Commercial financing from traditional banks isn’t for everyone: While they may offer attractive terms, many businesses have trouble finding a traditional bank willing to work with them. However, businesses may have better luck with the following six financing options.
Lines of Credit
A business line of credit is one of the more flexible commercial financing options out there. It gives borrowers access to a set amount of money. Borrowers can withdraw money up to that set amount but do not need to: They can withdraw what they need as they need it, leaving the rest available for later. Monthly payments from the borrower restore the amount of money available over time.
The US Small Business Administration (SBA) is a government entity that works with lenders to facilitate commercial financing agreements. As the organization puts it, the SBA “reduces the risk for lenders,” which in turn makes them more comfortable providing funding for businesses. These loans can be very helpful, but the application process is not the speediest.
Invoice factoring involves the borrower selling uncollected invoices to a lender. This allows immediate access to funds from customers who have been slow to pay. Fees collected by the lender for this service will vary, though 1% to 4% of the value of the invoices is typical.
Unsecured Business Loans
Unsecured business loans do not require the borrower to designate any of its assets as collateral.
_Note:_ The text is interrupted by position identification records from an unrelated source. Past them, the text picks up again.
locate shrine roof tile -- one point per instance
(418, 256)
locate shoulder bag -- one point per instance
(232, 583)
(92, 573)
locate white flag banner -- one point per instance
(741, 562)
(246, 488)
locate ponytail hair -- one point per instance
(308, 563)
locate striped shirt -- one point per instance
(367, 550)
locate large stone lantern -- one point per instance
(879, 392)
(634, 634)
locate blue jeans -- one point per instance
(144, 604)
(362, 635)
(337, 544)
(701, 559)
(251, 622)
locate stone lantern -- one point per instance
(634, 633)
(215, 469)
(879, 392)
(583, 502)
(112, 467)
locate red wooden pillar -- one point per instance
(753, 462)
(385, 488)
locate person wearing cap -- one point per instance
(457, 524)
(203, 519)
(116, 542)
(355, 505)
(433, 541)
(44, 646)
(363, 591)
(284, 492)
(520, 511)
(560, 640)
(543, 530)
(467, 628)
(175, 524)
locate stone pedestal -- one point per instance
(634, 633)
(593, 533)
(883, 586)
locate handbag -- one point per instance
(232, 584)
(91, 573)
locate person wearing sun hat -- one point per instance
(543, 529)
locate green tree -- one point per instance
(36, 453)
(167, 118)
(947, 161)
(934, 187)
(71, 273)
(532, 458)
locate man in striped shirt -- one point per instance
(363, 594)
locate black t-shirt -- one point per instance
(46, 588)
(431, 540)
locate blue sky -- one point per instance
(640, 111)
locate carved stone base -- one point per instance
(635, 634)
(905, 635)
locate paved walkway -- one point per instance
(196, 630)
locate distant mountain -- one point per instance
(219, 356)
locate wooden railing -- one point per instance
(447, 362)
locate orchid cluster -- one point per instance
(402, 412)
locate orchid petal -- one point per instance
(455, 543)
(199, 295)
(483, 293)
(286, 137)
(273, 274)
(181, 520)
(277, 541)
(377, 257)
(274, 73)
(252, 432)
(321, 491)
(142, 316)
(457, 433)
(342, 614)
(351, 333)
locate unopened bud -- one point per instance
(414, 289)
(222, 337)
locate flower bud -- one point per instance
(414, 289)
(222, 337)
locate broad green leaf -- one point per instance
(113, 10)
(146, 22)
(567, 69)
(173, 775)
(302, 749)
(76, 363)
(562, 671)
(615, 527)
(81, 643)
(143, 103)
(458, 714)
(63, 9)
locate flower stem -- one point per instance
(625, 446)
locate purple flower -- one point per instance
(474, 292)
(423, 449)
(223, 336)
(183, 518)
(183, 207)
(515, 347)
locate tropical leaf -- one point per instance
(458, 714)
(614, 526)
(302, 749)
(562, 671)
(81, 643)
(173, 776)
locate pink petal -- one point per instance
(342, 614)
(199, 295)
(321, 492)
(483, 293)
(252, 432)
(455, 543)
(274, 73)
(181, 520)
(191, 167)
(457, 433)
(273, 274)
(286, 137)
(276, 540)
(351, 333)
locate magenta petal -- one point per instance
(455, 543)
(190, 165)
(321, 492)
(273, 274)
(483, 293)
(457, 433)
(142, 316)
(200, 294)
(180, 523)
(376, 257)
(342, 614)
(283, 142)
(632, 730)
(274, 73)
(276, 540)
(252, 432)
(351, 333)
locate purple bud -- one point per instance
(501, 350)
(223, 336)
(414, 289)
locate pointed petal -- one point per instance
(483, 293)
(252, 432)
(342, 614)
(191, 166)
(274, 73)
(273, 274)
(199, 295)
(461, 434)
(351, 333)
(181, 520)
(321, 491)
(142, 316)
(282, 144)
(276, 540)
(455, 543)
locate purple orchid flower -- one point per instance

That is a nice perk, but it often comes with a trade-off in the form of higher interest rates.
Equipment financing, as the name suggests, is specifically used to facilitate the purchase or renting of equipment. In most cases, the equipment itself serves as collateral.
Merchant Cash Advances
Merchant cash advances are a form of commercial financing in which a business receives a lump sum of cash from a lender. The borrower repays that by giving the lender a percentage of its credit card and debit card transactions going forward.